Peterson avers he’s still GOP chairman, asks for new legal opinion from Christ Troupis
Barry Peterson says he disagrees with the legal opinion offered to the Idaho GOP by attorney Jason Risch, and believes he’s still the party chairman – and he’s requested another legal opinion from attorney Christ Troupis on the matter. “I’m adopting the position that was tendered at the convention when the motion for adjournment was made,” Peterson told Eye on Boise this afternoon. The convention chairman, 1st District Congressman Raul Labrador, conferred with his parliamentarians and announced that the result of voting for adjournment would be that “the party officers and the party position as to the platform etc. would be as they were constituted,” Peterson said. “Overwhelmingly, the vote was carried.”

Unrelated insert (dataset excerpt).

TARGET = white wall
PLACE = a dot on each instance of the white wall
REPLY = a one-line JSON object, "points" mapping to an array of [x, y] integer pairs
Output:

Peterson said Troupis’ legal opinion, like Risch’s, will be done for the party without charge. “It’s my personal opinion that the position taken by the party when they cast their vote should be the position of the party,” Peterson said. “Everybody got to vote on it there at the convention. We’ll see what happens.”
Peterson said he’s called a meeting of the central committee’s rules committee for this Thursday at 7 p.m. in Boise, to review the two legal opinions and discuss what to do next. “They’ll be working on the problem, trying to find a resolve that seems appropriate and in harmony with the rules,” he said.
The party also has received a formal petition calling for an emergency meeting of the central committee, which Risch’s legal analysis noted is the body charged with filling vacancies in officer positions. “The process for that is … I get 10 days to schedule the meeting, and have to schedule the meeting within 30 days of that 10 days – our rules allow for that,” Peterson said. He said one touchy question is where he calls for the meeting to take place. “No matter where I call that meeting, I’m going to get spears in both sides of me,” he said, because members have to participate in person, and the location could benefit those on one side or the other if it’s easier for them to get there. “I just, I want to do the right thing for the right reason,” Peterson said. “And I don’t know what will happen.”
He also said he thought the convention’s spectacular breakdown on Saturday – the only votes taken were on refusing to seat various delegates, and none of the scheduled business was taken up, from the chairmanship to the platform – was planned in advance. “By design, they intended from the very beginning by parliamentary procedure to get the whole convention to go for four hours without taking a vote, and they were successful in that,” Peterson said. He said he couldn’t say who “they” were. “I do not know who put the plan together,” he said. “But I have no doubt that that’s what happened.”